Tras dos días confinados en sus casas por indicación del presidente de la República, Felipe Calderón, los mexicanos del distrito federal empiezan a entender que las autoridades sanitarias, como no pudieron ni supieron controlar y aislar el virus, no tuvieron más remedio que controlar y aislar a la gente. Ni el jefe del Gobierno de la capital, Marcelo Ebrard, ni Calderón han tardado en colgarse medallas sobre lo bien que lo han hecho al decretar el estado de excepción en una ciudad a la que le han arrancado de cuajo la vida. No cuentan que el virus de la gripe A/H1N1 ha resultado ser, de momento, menos letal de lo que ellos mismos aseguraron para justificar la dureza de unas medidas que tuvieron que remediar la precariedad de un sistema sanitario al que, de momento, se le han muerto oficialmente 16 infectados.
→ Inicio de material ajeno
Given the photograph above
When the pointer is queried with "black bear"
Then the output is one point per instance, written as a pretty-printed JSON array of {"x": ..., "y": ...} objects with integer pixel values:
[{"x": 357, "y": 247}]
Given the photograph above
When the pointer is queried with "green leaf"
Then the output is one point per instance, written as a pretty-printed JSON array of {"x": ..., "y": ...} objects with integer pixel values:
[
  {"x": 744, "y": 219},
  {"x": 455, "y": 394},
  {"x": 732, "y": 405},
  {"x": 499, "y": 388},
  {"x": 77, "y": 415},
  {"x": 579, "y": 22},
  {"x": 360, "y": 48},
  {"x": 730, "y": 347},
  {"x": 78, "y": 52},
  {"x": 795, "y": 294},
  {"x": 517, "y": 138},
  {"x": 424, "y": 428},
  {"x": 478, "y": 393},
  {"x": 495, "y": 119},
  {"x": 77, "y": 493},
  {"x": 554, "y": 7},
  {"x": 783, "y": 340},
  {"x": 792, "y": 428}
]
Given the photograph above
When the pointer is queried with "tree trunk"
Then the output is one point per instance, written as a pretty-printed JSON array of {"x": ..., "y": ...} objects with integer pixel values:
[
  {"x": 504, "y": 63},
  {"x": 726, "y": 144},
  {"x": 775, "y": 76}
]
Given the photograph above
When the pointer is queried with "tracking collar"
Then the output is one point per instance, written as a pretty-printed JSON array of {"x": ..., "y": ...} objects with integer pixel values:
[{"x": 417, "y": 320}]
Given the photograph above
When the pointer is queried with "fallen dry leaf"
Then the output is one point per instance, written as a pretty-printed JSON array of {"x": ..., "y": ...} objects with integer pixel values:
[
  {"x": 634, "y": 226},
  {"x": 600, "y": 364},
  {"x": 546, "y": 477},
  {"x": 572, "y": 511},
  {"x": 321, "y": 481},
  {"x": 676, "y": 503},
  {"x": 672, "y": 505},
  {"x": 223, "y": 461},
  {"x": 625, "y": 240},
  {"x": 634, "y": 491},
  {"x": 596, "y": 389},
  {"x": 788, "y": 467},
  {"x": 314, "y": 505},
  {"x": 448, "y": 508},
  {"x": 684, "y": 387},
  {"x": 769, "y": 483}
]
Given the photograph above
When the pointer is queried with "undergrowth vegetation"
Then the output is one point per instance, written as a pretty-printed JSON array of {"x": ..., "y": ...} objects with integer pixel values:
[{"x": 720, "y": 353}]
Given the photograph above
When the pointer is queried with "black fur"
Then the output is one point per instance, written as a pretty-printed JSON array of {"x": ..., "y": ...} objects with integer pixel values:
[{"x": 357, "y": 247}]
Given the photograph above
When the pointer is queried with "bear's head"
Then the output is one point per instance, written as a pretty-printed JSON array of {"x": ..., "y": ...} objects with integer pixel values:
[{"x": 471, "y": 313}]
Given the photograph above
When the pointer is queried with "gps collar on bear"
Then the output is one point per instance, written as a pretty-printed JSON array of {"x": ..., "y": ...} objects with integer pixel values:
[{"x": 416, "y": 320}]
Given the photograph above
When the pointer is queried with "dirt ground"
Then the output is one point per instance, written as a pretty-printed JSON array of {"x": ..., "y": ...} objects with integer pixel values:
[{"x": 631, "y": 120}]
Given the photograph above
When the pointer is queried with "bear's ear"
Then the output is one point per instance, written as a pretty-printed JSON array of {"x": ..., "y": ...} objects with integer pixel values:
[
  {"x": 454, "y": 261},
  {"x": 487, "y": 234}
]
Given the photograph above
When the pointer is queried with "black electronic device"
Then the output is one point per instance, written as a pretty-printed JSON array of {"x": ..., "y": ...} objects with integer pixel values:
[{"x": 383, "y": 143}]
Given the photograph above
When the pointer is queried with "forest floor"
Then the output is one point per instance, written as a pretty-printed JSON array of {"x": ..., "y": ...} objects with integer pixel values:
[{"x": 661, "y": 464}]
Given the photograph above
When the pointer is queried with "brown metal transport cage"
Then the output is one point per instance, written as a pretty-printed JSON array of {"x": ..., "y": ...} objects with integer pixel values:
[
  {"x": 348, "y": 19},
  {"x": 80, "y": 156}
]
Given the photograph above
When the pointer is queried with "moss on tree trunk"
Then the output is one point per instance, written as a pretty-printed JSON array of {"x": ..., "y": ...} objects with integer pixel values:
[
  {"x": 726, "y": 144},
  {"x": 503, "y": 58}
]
Tan precario que el doctor David Valdivia de Lucía viajaba el viernes en la línea ocho del metro con la probeta de la prueba de un paciente en una bolsa de plástico llena de cubitos de hielo. Ese mismo día, la máxima autoridad de la ciudad mostraba orgulloso a un reducido grupo de periodistas, entre ellos esta corresponsal, el Hospital Enrique Cabrera, vaciado para centralizar a todos los pacientes confirmados. Había cuatro que hasta se dejaron entrevistar y que mostraron las radiografías de sus dañados pulmones, en medio de extraordinarias medidas de higiene.

Falsa rotura del pie

Nada que ver con las entrañas del Hospital de Iztapalapa. Tras simular el fotógrafo una falsa rotura de pie, estos dos reporteros vieron a médicos y enfermeras deambular sin tapabocas entre los enfermos. Así como las puertas abiertas y ningún aislamiento en el cuarto reservado para los cinco enfermos ya confirmados que hacía cinco días que dormían en el centro. A partir del lunes, el Gobierno de la capital autorizará que esta recupere poco a poco su vida porque sostienen que todo está controlado. ¿Seguro?